Para Aida su enfermedad no ha sido una barrera. Completó la ESO, después un Grado Medio en Gestión Administrativa y  un Grado Superior en Turismo, que finalizó el pasado curso. Quería seguir los pasos de su madre, quien ha trabajado toda la vida en un hotel, y sus limitaciones no le impidieron alcanzar su objetivo. "Al principio pedí que le dieran más tiempo para los exámenes, y luego un profesor de apoyo para que señalara las respuestas que ella decía", relata Lola. "Lo que ha querido, lo ha conseguido; es muy trabajadora".

Aida tiene ahora 24 años, han pasado diez desde los primeros síntomas y cuatro desde el diagnóstico. Lola siempre ha procurado mantenerla activa para ralentizar el progreso de la enfermedad, aunque reconoce que el confinamiento por la Covid-19 aceleró su avance, y desde entonces Aida ha dejado de caminar.
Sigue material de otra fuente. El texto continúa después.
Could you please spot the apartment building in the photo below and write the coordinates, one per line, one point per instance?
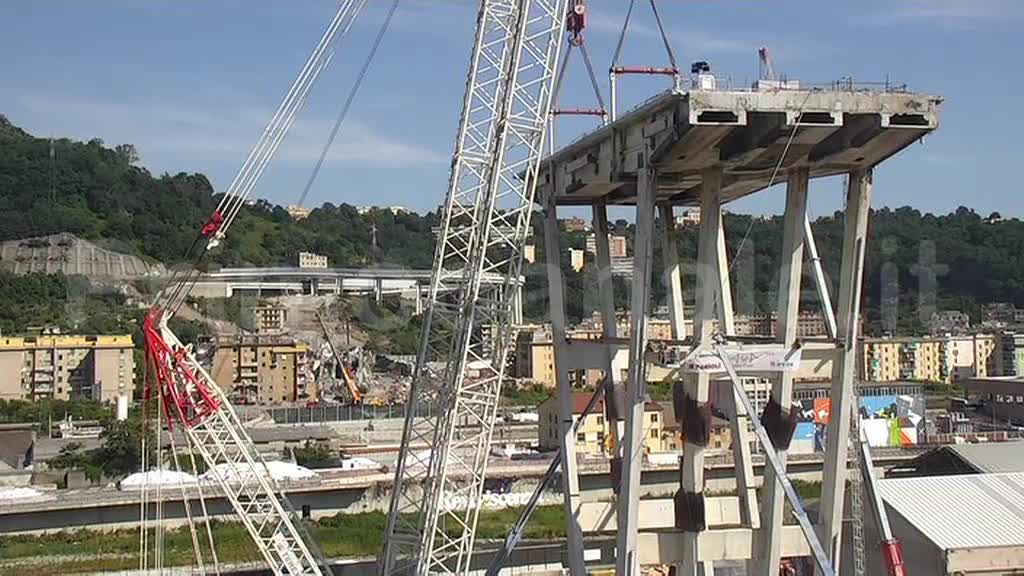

Durante la entrevista, la cabeza de Aida descansa sobre el hombro de su madre, rígida (distonía), pero con una sonrisa que no desaparece en toda una hora. Lola intenta que participe en la conversación, pero la enfermedad ha afectado su capacidad de expresarse, y sus escasas palabras son a veces descifrables solo por su madre. Su movilidad también es cada vez menor; necesita una silla de ruedas y ayuda continua para las actividades diarias, desde incorporarse de la cama o el sofá hasta comer; su discapacidad está reconocida en grado tres.

La capacidad de resiliencia de Lola y Aida

Lola ha adaptado su casa y su vida para darle a Aida la mayor independencia posible. Por ejemplo, Aida sigue durmiendo en su habitación sola, y cuando su madre la acuesta, le da una bocina rosa que puede apretar si necesita ayuda. También tiene una cámara para supervisarla desde el móvil. En el baño, Aida utiliza un silbato colgado en la barra metálica de al lado del inodoro para avisar a Lola cuando ha terminado. Pero, sin duda, es el "sexto sentido" de su madre para comprenderla y anticiparse a lo que necesita lo que hace que no le falte de nada.

Además, su madre ha tenido que ajustar su alimentación, ya que Aida tiene dificultad para tragar (disfagia). Lola procura que siga disfrutando de sus comidas favoritas, como el filete de hamburguesa, que corta con una tijera de triple hoja hasta se queda en pequeñas migas para que pueda comerlo con seguridad.

Nada las para. "Salimos cuando tenemos que salir. No dejamos de ir a un restaurante. La primera opción siempre es ver la carta e intentar que pueda comer algo de ahí", comenta Lola, mientras Aida responde con un divertido “¡Hombre, no!” entre risas. En los casos en que no pueden adaptar el menú, Lola lleva el arsenal preparado: humus y guacamole. "Llegará un día en el que tendrás que alimentarse por un botón gástrico, ¿Verdad, Aida?", le decía.

Para Aida, una de sus grandes terapias es la televisión. Es una apasionada de Gran Hermano y no se pierde ni una edición. Ver el programa le ayuda a desconectar y mantenerse distraída, y además sigue de cerca a algunas de sus influencers favoritas, como Ana Padilla o Violeta Magriñán.

Escuchar a Lola es como un resoplo de motivación. El que recibe Aida cada día. Juntas florecen. Su capacidad de resiliencia traspasa la pantalla y tratar la enfermedad con naturalidad en su mayor baza. "Aida me ha hecho mejor persona. A pesar de todo, siempre sonríe, y verla feliz es mi felicidad", concluye orgullosa.